In the Swalwell suit, the department adopted a narrower and, I believe, more legally defensible, stance about when federal employees are immune from suit.
The department first invoked Brooks’s own “defense” that his appearance at Trump’s Jan. 6 rally before the insurrection was “campaign activity,” not part of his official position: He was trying to get Trump declared the winner of the 2020 election and to promote GOP wins in 2022 and 2024. That was, the department properly concluded, political activity, not remotely covered by any immunity.
Even if Brooks’s appearance was not deemed campaign-related, the department added, he still is not entitled to immunity because he was accused of violating federal law — by definition, not part of his job. “Instigat[ing] a violent attack on the U.S. Capitol … plainly could not be within the scope of federal employment,” the brief said.
Where does that leave Trump, who is also a defendant in the lawsuit and has also asked that it be dismissed? Not in great legal shape, in my view.
Granted, the distinction between campaign and official duties could be harder to make in the case of a president, whose role inextricably combines both aspects of the job.
Nonetheless, the department’s forceful conclusion was that Brooks’s alleged actions — conspiring to “injure members of Congress and Vice President Pence,” “disrupt the peaceful transfer of power,” or otherwise ensure Trump’s installation as the next president — cannot qualify as part of Brooks’s official job. That irrefutable logic is equally applicable to Trump.
Tellingly, the department’s brief said, “Inciting or conspiring to foment a violent attack on the United States Congress is not within the scope of employment of a Representative — or any federal employee,” a category manifestly including the president himself.
Trump, in asking the judge to dismiss the case against him, referred to the Westfall Act in a footnote, arguing that “the allegations arose out of his [exercise] of political speech, clearly within the scope of his employment (i.e., ensuring the faithful execution of the laws and carrying out his other Constitutional duties).” Then he made an even more jaw-dropping claim: “The Constitution Forecloses This Court from Exercising Jurisdiction Over President Trump for Actions Taken During His Presidency.”
In defense of this audacious assertion, Trump’s lawyers cite the Supreme Court’s 1982 decision in Nixon v. Fitzgerald, which held that presidents are immune from civil suit for most official actions. But the court in that case made clear it wasn’t addressing civil suits based on specific federal statutes, as the Swalwell suit is. It also articulated a vital limiting principle: actions that do not fall “within the outer perimeter of [the president’s] duties of office” can subject the president to liability.
“A political speech by the President is not at the ‘outer perimeter’ of his duties — it is at the dead center,” the Trump lawyers claim. “It is well recognized that rousing and controversial speeches are a key function of the presidency.”
But, as Swalwell and other plaintiffs argue, Trump went far beyond giving a controversial speech.
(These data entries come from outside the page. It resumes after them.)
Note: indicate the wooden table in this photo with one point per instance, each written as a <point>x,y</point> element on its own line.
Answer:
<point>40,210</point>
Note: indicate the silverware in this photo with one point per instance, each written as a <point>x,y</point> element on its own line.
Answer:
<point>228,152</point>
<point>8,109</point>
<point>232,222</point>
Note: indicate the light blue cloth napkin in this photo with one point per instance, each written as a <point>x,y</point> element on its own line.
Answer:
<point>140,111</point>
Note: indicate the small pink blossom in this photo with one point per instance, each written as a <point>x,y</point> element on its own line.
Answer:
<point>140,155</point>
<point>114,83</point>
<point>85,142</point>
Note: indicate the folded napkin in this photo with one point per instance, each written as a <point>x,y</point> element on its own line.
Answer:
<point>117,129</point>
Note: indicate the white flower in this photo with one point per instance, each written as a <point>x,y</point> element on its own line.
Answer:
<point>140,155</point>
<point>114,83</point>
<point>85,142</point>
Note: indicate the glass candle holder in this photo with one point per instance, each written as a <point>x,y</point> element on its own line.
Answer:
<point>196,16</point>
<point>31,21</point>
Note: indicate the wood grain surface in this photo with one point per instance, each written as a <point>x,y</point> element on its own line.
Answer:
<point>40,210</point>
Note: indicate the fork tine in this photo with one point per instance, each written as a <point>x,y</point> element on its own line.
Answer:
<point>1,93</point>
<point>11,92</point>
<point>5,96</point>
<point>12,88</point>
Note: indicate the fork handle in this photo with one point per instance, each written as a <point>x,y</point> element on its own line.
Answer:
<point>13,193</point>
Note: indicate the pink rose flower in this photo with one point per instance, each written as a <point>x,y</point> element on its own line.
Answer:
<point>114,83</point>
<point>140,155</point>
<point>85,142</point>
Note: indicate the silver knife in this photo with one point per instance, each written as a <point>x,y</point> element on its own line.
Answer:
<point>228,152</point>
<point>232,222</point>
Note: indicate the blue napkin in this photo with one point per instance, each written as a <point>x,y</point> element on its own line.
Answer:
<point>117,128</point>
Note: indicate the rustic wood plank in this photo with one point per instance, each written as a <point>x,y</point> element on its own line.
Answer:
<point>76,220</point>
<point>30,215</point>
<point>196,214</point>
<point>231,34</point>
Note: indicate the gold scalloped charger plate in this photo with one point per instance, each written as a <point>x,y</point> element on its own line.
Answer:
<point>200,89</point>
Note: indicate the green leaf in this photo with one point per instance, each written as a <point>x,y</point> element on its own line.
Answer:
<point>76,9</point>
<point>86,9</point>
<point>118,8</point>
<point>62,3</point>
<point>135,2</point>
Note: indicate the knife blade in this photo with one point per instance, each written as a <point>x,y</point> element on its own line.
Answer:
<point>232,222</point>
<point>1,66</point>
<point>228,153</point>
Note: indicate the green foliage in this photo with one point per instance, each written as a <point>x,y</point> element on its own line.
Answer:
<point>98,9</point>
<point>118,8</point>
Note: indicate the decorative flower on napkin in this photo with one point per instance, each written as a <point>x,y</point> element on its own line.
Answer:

He insisted that he had won reelection regardless of what anyone said and stirred up a violent, partly armed and visibly angry mob and aimed it at the Capitol to disrupt the official counting of electoral votes. He stood by and even praised the mob as it grew violent, rejecting requests to help those under assault.
Inciting an attack on Congress “is not within the scope of employment of … any federal employee,” the department reminded us, and Trump, in its brief. That single word, “any,” marks the difference between a president and a dictator.